SciPost logo

SciPost Submission Page

On the descriptive power of Neural-Networks as constrained Tensor Networks with exponentially large bond dimension

by Mario Collura, Luca Dell'Anna, Timo Felser, Simone Montangero

This Submission thread is now published as

Submission summary

Authors (as registered SciPost users): Mario Collura · Luca Dell'Anna · Timo Felser
Submission information
Preprint Link: https://arxiv.org/abs/1905.11351v4  (pdf)
Date accepted: 2021-01-29
Date submitted: 2020-09-29 10:59
Submitted by: Collura, Mario
Submitted to: SciPost Physics Core
Ontological classification
Academic field: Physics
Specialties:
  • Atomic, Molecular and Optical Physics - Theory
  • Quantum Physics
Approaches: Theoretical, Computational

Abstract

In many cases, Neural networks can be mapped into tensor networks with an exponentially large bond dimension. Here, we compare different sub-classes of neural network states, with their mapped tensor network counterpart for studying the ground state of short-range Hamiltonians.
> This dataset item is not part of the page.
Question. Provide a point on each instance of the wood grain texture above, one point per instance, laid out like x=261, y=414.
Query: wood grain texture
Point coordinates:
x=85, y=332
We show that when mapping a neural network, the resulting tensor network is highly constrained and thus the neural network states do in general not deliver the naive expected drastic improvement against the state-of-the-art tensor network methods. We explicitly show this result in two paradigmatic examples, the 1D ferromagnetic Ising model and the 2D antiferromagnetic Heisenberg model, addressing the lack of a detailed comparison of the expressiveness of these increasingly popular, variational ans\"atze.

Author comments upon resubmission

REPLY TO REFEREE 1
WEAKNESS:
We thank the referee for pointing out these weaknesses when comparing different variational methods. However, one central message of the manuscript is indeed making the scientific community aware of the difficulties arising when naively comparing these ansätze. In particular, many references in this scientific community compare the neural network states to exponential large Tensor networks without performing fundamental analysis of the actual descriptive power of those methods. Thus, with our manuscript, we address the lack of a detailed comparison of the expressiveness of these increasingly popular, variational ansätze. Therefore, we are very happy and see it as a strong point of our manuscript that the referee successfully pointed out these difficulties in comparing the representations which can start a proper discussion of a more detailed comparison.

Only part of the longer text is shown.